Bellecourt was front and center at highly visible protests that included the 1991 World Series between the Atlanta Braves and Minnesota Twins, and Washington’s Super Bowl game in Minneapolis when it play the Buffalo Bills.
Tied in with those actions, AIM and groups formed the National Coalition on Racism in Sports and Media in 1991 at a conference at Augsburg College.
This all fits the educational objectives of AIM and Native American leaders, Bellanger said. That reflects how such efforts spill over to form new, clearly focused groups to work on public awareness and public policy.
Bellecourt and AIM leaders, including brother Vernon Bellecourt (1936-2007), were instrumental in starting “survival schools” in the Twin Cities that was replicated in other urban communities nationwide. These schools have linked with urban school districts, become part of the system and continue to provide various tribal and cultural educations in the schools.
Bellanger herself is a teacher and an Indian Education Program specialist for St.
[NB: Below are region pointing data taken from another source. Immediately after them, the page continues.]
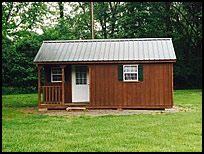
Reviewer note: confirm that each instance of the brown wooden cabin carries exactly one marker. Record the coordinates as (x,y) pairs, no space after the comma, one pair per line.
(109,73)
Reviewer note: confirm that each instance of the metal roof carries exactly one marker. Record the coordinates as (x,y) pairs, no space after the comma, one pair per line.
(106,50)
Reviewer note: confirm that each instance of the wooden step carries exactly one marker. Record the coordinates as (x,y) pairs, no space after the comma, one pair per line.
(75,108)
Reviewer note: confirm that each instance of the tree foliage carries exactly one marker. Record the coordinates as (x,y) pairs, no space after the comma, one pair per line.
(182,21)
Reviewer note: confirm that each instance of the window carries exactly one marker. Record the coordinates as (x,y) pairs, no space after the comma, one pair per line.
(81,75)
(56,74)
(130,72)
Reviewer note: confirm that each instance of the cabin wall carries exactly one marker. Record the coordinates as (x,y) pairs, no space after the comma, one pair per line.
(155,91)
(68,93)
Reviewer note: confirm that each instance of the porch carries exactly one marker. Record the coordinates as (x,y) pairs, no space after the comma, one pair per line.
(56,95)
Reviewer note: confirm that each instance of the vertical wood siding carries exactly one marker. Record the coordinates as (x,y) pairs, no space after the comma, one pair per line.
(155,91)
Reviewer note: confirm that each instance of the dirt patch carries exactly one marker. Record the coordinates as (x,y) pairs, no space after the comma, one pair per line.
(101,112)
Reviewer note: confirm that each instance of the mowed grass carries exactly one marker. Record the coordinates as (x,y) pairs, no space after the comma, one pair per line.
(26,132)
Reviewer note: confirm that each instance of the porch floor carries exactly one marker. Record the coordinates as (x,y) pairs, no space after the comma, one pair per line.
(60,106)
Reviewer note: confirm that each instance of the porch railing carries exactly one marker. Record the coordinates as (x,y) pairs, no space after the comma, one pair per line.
(52,94)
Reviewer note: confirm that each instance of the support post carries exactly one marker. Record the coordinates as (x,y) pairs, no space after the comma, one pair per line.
(39,86)
(63,85)
(92,20)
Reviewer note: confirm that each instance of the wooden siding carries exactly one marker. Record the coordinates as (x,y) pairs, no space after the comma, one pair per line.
(155,91)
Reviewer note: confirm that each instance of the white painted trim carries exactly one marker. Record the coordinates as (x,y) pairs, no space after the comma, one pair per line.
(54,74)
(130,72)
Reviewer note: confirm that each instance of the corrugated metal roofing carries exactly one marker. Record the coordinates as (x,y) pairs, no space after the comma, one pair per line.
(106,50)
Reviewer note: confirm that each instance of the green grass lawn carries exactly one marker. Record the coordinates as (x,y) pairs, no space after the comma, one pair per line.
(26,132)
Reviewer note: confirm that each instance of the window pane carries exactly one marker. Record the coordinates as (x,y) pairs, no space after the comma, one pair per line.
(130,76)
(57,78)
(54,71)
(77,81)
(133,68)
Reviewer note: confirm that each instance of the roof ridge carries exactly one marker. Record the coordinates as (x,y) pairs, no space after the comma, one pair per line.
(106,40)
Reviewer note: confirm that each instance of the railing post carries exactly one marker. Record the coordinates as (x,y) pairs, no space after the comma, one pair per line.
(39,86)
(63,86)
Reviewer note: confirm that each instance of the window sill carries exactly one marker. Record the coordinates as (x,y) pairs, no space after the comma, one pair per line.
(131,81)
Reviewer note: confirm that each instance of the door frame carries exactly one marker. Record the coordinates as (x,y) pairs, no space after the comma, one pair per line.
(88,81)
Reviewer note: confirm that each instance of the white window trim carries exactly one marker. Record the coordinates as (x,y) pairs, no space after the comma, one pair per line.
(130,72)
(54,74)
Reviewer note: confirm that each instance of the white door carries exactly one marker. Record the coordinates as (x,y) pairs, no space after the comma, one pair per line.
(80,84)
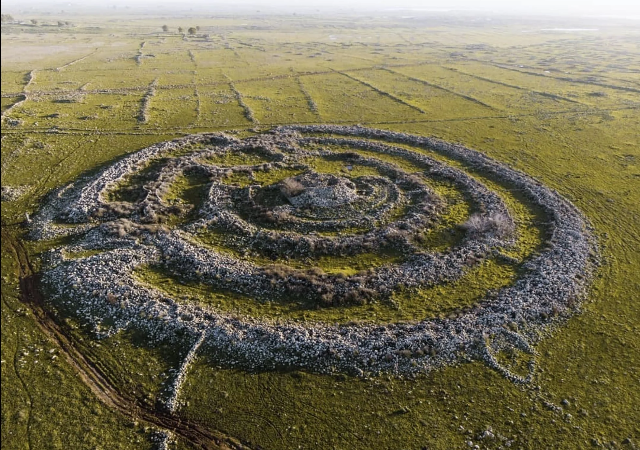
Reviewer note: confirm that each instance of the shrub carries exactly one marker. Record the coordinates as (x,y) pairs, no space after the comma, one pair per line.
(290,187)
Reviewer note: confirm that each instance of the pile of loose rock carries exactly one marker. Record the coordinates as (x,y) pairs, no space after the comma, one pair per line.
(311,216)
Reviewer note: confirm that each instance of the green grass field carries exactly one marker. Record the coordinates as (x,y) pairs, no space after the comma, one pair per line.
(563,107)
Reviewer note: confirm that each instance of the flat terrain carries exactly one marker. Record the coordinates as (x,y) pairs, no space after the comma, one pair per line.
(557,100)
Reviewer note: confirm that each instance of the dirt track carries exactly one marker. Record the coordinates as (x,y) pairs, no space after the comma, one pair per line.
(92,376)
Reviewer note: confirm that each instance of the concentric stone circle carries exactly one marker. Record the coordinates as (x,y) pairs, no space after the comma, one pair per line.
(306,215)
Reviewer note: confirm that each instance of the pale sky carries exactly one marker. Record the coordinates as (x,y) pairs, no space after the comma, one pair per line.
(576,8)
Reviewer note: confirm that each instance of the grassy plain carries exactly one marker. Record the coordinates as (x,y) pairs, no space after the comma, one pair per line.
(561,106)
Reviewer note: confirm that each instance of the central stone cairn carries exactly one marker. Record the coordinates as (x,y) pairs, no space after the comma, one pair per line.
(307,214)
(319,191)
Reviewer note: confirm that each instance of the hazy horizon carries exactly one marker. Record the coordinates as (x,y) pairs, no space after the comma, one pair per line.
(573,8)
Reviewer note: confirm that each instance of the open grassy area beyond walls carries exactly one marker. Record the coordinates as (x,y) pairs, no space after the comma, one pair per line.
(558,101)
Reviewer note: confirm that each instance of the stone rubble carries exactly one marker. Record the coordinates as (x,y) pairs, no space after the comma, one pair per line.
(102,291)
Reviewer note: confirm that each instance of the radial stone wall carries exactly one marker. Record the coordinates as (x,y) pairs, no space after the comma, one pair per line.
(306,215)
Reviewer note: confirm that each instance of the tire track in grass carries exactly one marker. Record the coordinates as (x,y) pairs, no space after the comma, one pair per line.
(90,373)
(16,370)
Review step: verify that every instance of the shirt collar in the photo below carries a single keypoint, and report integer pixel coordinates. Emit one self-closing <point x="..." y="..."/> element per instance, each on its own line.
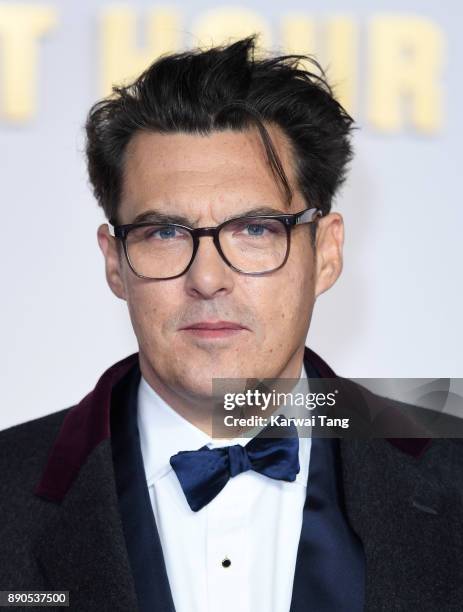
<point x="164" y="432"/>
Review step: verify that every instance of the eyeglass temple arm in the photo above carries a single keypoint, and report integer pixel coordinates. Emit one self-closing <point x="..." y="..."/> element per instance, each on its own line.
<point x="309" y="215"/>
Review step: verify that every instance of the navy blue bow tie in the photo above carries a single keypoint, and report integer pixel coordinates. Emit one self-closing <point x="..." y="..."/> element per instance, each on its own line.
<point x="203" y="473"/>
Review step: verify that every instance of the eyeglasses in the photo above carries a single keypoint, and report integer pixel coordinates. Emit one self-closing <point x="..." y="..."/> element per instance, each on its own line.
<point x="255" y="244"/>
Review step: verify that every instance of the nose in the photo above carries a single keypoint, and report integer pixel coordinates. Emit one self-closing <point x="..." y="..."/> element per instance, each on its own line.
<point x="208" y="275"/>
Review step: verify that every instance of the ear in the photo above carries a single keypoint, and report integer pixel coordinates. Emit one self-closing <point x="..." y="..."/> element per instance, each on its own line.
<point x="328" y="245"/>
<point x="113" y="261"/>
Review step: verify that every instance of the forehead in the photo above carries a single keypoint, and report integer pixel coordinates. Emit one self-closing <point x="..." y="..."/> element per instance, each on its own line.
<point x="195" y="175"/>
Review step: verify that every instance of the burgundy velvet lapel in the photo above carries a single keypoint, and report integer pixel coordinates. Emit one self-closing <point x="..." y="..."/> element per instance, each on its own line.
<point x="85" y="426"/>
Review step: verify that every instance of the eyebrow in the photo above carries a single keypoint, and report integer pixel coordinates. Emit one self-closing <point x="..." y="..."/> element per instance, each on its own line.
<point x="157" y="216"/>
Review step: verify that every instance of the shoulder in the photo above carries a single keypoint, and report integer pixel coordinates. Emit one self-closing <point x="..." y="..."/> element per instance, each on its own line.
<point x="24" y="449"/>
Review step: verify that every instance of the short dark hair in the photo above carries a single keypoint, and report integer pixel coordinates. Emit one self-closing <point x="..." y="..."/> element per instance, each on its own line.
<point x="226" y="87"/>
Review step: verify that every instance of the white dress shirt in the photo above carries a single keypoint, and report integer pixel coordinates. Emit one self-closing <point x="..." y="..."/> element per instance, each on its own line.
<point x="254" y="522"/>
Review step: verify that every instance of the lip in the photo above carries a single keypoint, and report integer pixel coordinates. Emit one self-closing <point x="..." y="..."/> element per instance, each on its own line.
<point x="214" y="325"/>
<point x="214" y="329"/>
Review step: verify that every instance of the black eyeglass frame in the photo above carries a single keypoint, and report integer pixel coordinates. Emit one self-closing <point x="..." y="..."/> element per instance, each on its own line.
<point x="289" y="221"/>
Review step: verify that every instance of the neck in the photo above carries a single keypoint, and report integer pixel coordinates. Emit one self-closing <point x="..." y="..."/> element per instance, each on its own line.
<point x="198" y="410"/>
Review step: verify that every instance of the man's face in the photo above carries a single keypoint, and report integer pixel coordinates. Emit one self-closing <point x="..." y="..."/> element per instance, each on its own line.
<point x="208" y="179"/>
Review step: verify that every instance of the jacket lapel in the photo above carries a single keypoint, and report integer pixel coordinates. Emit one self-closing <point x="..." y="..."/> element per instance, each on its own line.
<point x="81" y="548"/>
<point x="87" y="542"/>
<point x="139" y="525"/>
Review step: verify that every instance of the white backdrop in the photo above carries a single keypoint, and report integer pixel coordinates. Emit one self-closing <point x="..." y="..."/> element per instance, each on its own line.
<point x="396" y="310"/>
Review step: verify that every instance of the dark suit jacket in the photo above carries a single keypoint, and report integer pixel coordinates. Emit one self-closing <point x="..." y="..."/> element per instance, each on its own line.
<point x="60" y="525"/>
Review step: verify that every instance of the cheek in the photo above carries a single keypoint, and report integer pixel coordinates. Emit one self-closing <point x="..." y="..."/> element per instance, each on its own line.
<point x="150" y="306"/>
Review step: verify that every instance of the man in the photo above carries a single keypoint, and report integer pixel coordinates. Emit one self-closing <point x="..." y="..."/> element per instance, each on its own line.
<point x="216" y="172"/>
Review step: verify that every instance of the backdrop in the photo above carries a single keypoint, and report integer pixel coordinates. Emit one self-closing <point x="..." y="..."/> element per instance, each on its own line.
<point x="396" y="310"/>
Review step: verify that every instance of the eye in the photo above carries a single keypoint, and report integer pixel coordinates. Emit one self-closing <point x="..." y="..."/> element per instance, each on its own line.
<point x="248" y="228"/>
<point x="163" y="233"/>
<point x="256" y="229"/>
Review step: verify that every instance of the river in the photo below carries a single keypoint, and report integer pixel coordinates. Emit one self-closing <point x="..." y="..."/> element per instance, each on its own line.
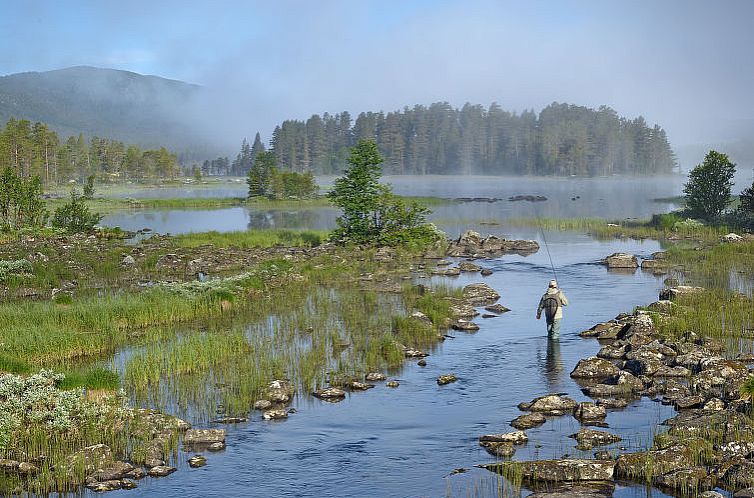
<point x="404" y="442"/>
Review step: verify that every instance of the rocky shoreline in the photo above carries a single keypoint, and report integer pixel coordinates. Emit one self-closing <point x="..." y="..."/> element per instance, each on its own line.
<point x="708" y="445"/>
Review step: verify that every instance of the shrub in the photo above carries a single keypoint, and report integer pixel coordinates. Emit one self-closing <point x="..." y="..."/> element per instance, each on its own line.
<point x="371" y="213"/>
<point x="708" y="190"/>
<point x="11" y="268"/>
<point x="75" y="216"/>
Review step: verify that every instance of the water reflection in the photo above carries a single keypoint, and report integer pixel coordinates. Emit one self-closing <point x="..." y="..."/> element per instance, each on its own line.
<point x="553" y="363"/>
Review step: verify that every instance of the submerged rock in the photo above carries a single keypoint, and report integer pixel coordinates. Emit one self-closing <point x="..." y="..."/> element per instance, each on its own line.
<point x="589" y="412"/>
<point x="275" y="414"/>
<point x="594" y="368"/>
<point x="203" y="436"/>
<point x="589" y="438"/>
<point x="566" y="470"/>
<point x="471" y="244"/>
<point x="528" y="421"/>
<point x="161" y="471"/>
<point x="497" y="308"/>
<point x="498" y="449"/>
<point x="480" y="294"/>
<point x="517" y="437"/>
<point x="446" y="379"/>
<point x="551" y="404"/>
<point x="330" y="394"/>
<point x="621" y="260"/>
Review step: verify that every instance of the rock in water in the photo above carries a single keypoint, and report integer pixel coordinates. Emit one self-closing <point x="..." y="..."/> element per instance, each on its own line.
<point x="446" y="379"/>
<point x="528" y="421"/>
<point x="203" y="436"/>
<point x="566" y="470"/>
<point x="621" y="260"/>
<point x="589" y="438"/>
<point x="480" y="294"/>
<point x="594" y="368"/>
<point x="517" y="437"/>
<point x="161" y="471"/>
<point x="589" y="412"/>
<point x="330" y="394"/>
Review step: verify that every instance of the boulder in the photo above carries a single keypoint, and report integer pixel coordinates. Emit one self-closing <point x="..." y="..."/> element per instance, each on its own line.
<point x="497" y="308"/>
<point x="634" y="466"/>
<point x="621" y="260"/>
<point x="528" y="421"/>
<point x="466" y="266"/>
<point x="589" y="438"/>
<point x="446" y="379"/>
<point x="330" y="394"/>
<point x="681" y="290"/>
<point x="551" y="404"/>
<point x="690" y="478"/>
<point x="161" y="471"/>
<point x="203" y="436"/>
<point x="586" y="490"/>
<point x="731" y="238"/>
<point x="480" y="294"/>
<point x="275" y="414"/>
<point x="587" y="412"/>
<point x="594" y="368"/>
<point x="517" y="437"/>
<point x="465" y="326"/>
<point x="498" y="449"/>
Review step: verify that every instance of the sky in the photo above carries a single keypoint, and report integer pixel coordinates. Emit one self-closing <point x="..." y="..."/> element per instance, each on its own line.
<point x="685" y="64"/>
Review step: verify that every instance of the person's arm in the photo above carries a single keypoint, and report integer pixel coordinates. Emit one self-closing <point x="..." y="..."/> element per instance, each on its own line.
<point x="563" y="299"/>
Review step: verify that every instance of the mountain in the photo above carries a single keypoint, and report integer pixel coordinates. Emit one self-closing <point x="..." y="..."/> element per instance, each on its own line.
<point x="134" y="108"/>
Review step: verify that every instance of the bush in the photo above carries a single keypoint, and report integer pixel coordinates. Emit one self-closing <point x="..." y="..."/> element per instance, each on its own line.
<point x="14" y="268"/>
<point x="21" y="205"/>
<point x="89" y="187"/>
<point x="75" y="217"/>
<point x="372" y="214"/>
<point x="708" y="190"/>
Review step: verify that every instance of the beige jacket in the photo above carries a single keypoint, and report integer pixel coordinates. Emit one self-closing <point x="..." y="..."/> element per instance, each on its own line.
<point x="560" y="295"/>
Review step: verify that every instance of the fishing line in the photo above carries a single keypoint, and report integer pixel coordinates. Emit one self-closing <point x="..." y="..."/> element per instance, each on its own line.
<point x="544" y="239"/>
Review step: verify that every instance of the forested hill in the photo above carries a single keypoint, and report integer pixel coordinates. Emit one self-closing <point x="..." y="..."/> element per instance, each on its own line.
<point x="562" y="140"/>
<point x="127" y="106"/>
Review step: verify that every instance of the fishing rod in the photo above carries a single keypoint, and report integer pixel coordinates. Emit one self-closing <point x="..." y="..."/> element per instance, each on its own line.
<point x="544" y="239"/>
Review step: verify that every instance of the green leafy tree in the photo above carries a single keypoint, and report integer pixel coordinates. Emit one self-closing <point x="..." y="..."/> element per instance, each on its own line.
<point x="371" y="213"/>
<point x="260" y="174"/>
<point x="747" y="200"/>
<point x="708" y="190"/>
<point x="89" y="187"/>
<point x="21" y="205"/>
<point x="75" y="216"/>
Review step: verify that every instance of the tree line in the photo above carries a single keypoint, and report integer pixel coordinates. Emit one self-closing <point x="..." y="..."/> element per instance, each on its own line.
<point x="563" y="139"/>
<point x="33" y="149"/>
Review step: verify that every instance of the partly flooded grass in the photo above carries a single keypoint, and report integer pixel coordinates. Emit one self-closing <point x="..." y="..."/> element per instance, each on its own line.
<point x="316" y="334"/>
<point x="252" y="238"/>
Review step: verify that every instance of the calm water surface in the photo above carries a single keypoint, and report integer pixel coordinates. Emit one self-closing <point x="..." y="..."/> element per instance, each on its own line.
<point x="405" y="441"/>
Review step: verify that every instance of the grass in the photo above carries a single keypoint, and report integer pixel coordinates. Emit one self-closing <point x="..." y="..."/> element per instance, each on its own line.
<point x="252" y="238"/>
<point x="659" y="228"/>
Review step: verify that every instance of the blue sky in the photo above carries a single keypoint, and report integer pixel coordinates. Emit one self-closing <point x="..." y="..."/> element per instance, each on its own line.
<point x="683" y="63"/>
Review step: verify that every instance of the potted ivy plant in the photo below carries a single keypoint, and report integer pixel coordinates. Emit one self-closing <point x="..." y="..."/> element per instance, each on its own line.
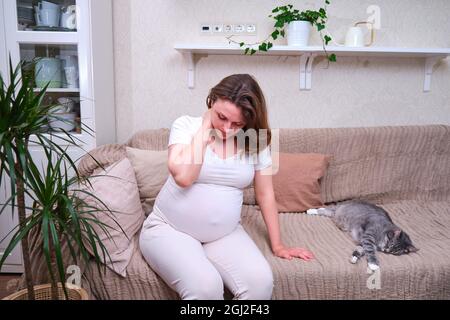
<point x="59" y="214"/>
<point x="298" y="25"/>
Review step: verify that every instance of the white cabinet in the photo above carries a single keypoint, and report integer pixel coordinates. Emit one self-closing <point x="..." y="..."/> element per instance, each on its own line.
<point x="77" y="60"/>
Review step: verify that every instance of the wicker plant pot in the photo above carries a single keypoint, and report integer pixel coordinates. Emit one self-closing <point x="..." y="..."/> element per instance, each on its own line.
<point x="44" y="292"/>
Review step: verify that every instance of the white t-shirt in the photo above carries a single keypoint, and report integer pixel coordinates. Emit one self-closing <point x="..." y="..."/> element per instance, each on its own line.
<point x="211" y="207"/>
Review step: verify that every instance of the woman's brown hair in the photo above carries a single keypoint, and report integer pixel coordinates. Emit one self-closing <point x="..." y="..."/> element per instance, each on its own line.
<point x="244" y="92"/>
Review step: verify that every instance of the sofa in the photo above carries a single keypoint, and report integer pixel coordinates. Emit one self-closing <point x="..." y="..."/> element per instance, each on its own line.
<point x="404" y="169"/>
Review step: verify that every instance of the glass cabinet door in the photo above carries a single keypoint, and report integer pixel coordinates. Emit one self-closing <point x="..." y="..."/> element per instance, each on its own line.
<point x="56" y="65"/>
<point x="51" y="15"/>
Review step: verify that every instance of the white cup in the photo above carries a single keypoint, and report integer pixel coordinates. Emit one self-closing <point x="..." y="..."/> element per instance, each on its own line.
<point x="49" y="5"/>
<point x="71" y="74"/>
<point x="47" y="17"/>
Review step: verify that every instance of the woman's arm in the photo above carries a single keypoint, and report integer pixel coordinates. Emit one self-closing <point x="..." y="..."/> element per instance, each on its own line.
<point x="185" y="160"/>
<point x="265" y="198"/>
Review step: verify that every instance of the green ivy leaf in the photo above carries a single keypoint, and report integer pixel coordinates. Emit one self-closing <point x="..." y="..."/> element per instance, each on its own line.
<point x="275" y="34"/>
<point x="279" y="24"/>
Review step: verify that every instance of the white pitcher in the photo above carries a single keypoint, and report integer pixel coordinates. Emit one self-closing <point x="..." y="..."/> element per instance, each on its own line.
<point x="355" y="36"/>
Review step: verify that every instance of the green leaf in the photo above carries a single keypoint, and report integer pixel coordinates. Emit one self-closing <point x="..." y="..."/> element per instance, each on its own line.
<point x="279" y="24"/>
<point x="263" y="47"/>
<point x="275" y="34"/>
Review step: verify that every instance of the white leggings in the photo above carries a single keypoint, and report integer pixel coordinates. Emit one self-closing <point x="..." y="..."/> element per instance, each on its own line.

Paul Public Schools.
A spillover on this education front was creation of the American Indian Opportunities Industrialization Center (AIOIC) alternative school and career training program in Minneapolis. It dates back to 1979. Bellecourt is considered a founder and served on AIOIC’s board of directors until his death.
Another derivative of this educational focus is MIGIZI, founded in 1977 as MIGIZI Communications in the large Native neighborhood area of south Minneapolis. It is a nonprofit that encourages that encourages Native student academic achievement and Native profiles and narratives in media presentations.
Its first president and co-founder was Laura Waterman Wittstock who was also an AIM historian.
From protest to protest, and project to project, Bellecourt and AIM did trigger the Native community and its allies to take action that includes starting groups to continue work on Indian legal rights, sovereignty issues, health care and safety, and issues specific to women, Bellanger said. It also included working with Black and other groups with shared concerns, such as starting the Legal Rights Center as a community owned law firm in Minneapolis
“We know our work will never be done,” she said.
That was stressed in comments from Gov. Tim Walz and Lt. Gov. Peggy Flanagan issued after Bellecourt’s death was announced. While AIM works nationally and, with others, internationally, much of what Bellecourt and AIM started began and continues on in Minneapolis and Minnesota.
Flanagan, also a White Earth Nation member, noted that. “Minneapolis has one of the most robust and vibrant networks of organizations serving the urban Indian community, and that is because of Clyde and his work,” Flanagan said.
Family and friends said their goodbyes within a traditional time frame, with fire, Bellanger said. A community memorial is also being planned for later, possibly on or around Bellecourt’s birthday.
Clyde Howard Bellecourt (May 8, 1936 – Jan. 11, 2022) was born at the White Earth Nation but primarily lived in Minneapolis over the years. He is survived by his wife, Peggy; sons Wolf and Little Crow, of Minneapolis; daughters Susan, of Redwood Falls, and Tanya, of Minneapolis; plus nine grandchildren and eight great-grandchildren.